Auckland Council's roles and responsibilities during the Covid-19 response were to:

  • co-ordinate processes and structures with relevant organisations;
  • activate an emergency co-ordination centre;
  • lead on operational response co-ordination;
  • support the New Zealand Police in co-ordinating, setting up, and managing regional borders;
  • establish liaisons with the health sector and support that sector;
  • be ready to lead, co-ordinate, and deliver welfare services in partnership with support agencies with plans in place to identify and meet community need;
  • support the fast movement of consumer goods; and
  • monitor for any supply chain or infrastructure issues and escalate accordingly.

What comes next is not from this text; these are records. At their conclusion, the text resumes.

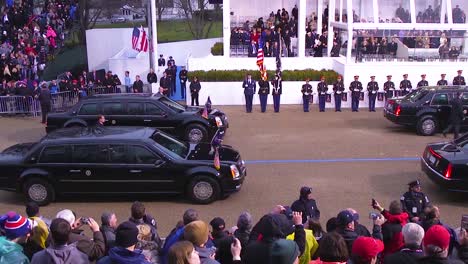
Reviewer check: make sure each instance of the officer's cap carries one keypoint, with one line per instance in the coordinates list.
(414, 183)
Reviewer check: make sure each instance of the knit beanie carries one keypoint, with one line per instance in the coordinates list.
(197, 232)
(284, 251)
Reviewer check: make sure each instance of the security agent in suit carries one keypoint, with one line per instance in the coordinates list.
(388, 87)
(338, 89)
(423, 81)
(263, 91)
(405, 85)
(372, 89)
(249, 90)
(322, 89)
(306, 95)
(414, 201)
(442, 81)
(355, 87)
(459, 80)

During the Covid-19 lockdowns, Auckland Council supported its communities by:

  • handling more than 35,900 requests for assistance during Alert Levels 3 and 2;
  • ensuring that the most remote communities were able to access essential services – this included daily flights to Aotea Great Barrier Island and a ferry service to Kawau Island to ensure that residents continued to receive services and supplies;
  • delivering 50,000 Ministry of Health bilingual English and te reo Māori Covid-19 flyers and a total of 2500 kai and hygiene packs across Auckland;
  • working with community partners to reach out to the city's homeless and providing accommodation and essential services such as distributing food packages;
  • making more than 15,000 calls to those aged 70 and older who lived alone;
  • partnering with other agencies to dispatch more than 27,400 food parcels and 10,000 essential parcels through a distribution centre at Spark Arena to over 25,000 households; and
  • working alongside iwi, hapū, whānau, and marae to ensure that Māori communities received the support they needed.25

25: Auckland Council launched two initiatives to support a Māori response to and recovery from Covid-19. These were Te Pou Whakarae and the Manaaki Fund. Te Pou Whakarae involved a team working alongside iwi, hapū, whānau, and marae to identify and bridge gaps in the delivery of welfare services. The Manaaki Fund was a one-off grant available to the Council's established Māori partners who were actively supporting Māori whānau to recover from the impact of Covid-19.